Step 5: Manage Doppler. Doppler Level defaults to 1. For realistic moving sounds (vehicles, projectiles) keep it at 1 — it pitches sounds based on relative velocity. For stationary or teleporting sounds, set to 0 to prevent artifacts.

src.dopplerLevel = 0f; // disable Doppler for static/teleporting sources

Avoiding PlayClipAtPoint Pitfalls

PlayClipAtPoint is a convenience method that spawns a throwaway AudioSource. It uses defaults — Spatial Blend 0, no attenuation. For 3D one-shot sounds, roll your own:

public static void Play3DOneShot(AudioClip clip, Vector3 position, float volume = 1f)
{
    GameObject go = new GameObject("OneShot");
    go.transform.position = position;
    AudioSource src = go.AddComponent<AudioSource>();
    src.clip = clip;
    src.volume = volume;
    src.spatialBlend = 1f;
    src.minDistance = 2f;
    src.maxDistance = 30f;
    src.Play();
    Object.Destroy(go, clip.length);
}

Better yet, pool AudioSources rather than allocating GameObjects per sound. GameObject allocation during gameplay causes GC hitches.

Debugging

Window > Audio Mixer. Enable Edit in Play Mode. Watch the Master channel levels. If a sound is audible when it should be silent, trace back through submixes to find which source is feeding it. Right-click the AudioSource in Hierarchy during Play Mode > Inspector shows current volume, attenuation factor, and distance to listener.

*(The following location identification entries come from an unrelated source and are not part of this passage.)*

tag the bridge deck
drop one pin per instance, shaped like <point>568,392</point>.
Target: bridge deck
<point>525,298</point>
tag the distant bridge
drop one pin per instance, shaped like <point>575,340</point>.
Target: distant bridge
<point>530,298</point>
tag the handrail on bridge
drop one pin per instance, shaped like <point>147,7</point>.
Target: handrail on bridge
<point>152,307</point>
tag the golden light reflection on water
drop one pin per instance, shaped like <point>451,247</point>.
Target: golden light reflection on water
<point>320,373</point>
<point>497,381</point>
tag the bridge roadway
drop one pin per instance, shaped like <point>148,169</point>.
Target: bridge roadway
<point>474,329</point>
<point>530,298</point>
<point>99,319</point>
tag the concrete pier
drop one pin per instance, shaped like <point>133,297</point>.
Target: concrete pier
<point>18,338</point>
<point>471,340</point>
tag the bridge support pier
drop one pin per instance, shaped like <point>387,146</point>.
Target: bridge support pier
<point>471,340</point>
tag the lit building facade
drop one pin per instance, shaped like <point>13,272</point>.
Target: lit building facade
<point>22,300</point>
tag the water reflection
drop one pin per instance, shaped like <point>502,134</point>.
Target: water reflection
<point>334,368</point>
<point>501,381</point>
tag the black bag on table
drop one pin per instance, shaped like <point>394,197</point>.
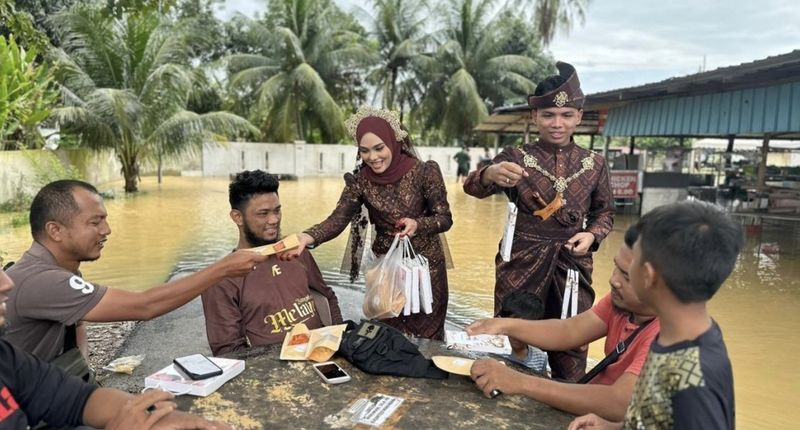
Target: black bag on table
<point>380,349</point>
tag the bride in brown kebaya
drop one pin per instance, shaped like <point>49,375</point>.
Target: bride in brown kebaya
<point>402,194</point>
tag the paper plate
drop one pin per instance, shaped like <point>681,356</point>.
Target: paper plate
<point>457,365</point>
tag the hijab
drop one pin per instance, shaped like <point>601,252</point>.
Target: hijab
<point>401,162</point>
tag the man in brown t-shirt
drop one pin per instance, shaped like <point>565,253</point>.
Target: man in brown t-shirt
<point>259,308</point>
<point>69,226</point>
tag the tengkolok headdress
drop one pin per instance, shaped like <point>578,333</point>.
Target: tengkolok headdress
<point>569,94</point>
<point>368,111</point>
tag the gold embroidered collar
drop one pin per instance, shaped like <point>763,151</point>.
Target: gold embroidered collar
<point>560,183</point>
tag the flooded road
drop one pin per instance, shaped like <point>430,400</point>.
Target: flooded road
<point>186,225</point>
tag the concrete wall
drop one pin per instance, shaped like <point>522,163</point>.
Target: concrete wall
<point>302,159</point>
<point>655,197</point>
<point>102,167</point>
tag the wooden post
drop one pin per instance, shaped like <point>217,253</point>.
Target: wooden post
<point>729,151</point>
<point>629,158</point>
<point>762,165</point>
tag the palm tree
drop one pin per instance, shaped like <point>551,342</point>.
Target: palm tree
<point>311,53</point>
<point>399,28</point>
<point>126,83</point>
<point>476,66</point>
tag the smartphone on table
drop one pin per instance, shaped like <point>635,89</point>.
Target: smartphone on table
<point>197,366</point>
<point>331,373</point>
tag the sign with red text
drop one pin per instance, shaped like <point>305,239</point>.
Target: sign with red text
<point>624,184</point>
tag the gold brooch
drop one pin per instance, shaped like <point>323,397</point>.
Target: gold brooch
<point>561,99</point>
<point>365,111</point>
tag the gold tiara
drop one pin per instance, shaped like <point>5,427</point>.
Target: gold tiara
<point>367,111</point>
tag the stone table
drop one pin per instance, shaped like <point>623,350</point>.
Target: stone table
<point>271,393</point>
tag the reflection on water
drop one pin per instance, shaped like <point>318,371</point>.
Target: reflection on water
<point>185,225</point>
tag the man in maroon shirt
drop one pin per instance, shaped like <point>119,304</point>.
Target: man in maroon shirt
<point>32,390</point>
<point>262,306</point>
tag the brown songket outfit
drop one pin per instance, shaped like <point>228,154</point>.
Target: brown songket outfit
<point>419,194</point>
<point>539,261</point>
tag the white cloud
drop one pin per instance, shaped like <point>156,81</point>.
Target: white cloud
<point>626,43</point>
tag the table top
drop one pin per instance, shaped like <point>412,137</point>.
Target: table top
<point>271,393</point>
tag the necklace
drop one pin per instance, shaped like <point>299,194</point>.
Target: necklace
<point>560,183</point>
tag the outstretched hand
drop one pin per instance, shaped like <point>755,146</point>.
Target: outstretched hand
<point>407,227</point>
<point>492,375</point>
<point>592,422</point>
<point>505,174</point>
<point>143,411</point>
<point>304,240</point>
<point>241,262</point>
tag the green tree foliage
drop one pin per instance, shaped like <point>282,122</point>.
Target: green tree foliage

“Spatial Blend 0 is the most confusing default in the Unity Inspector. Half of every team has been bitten by it.”

Audio Mixer Snapshots

For global volume control across many 3D sources, route them to an AudioMixer group and adjust the group’s level. Distance attenuation and mixer attenuation compose — a sound at 50% attenuation through distance plus a mixer at 50% gives 25% final volume.

For related audio issues, see Unity Audio Crackling or Popping.

Spatial Blend = 1. Min/Max to scene scale. Logarithmic rolloff unless you need otherwise. Doppler off for teleports.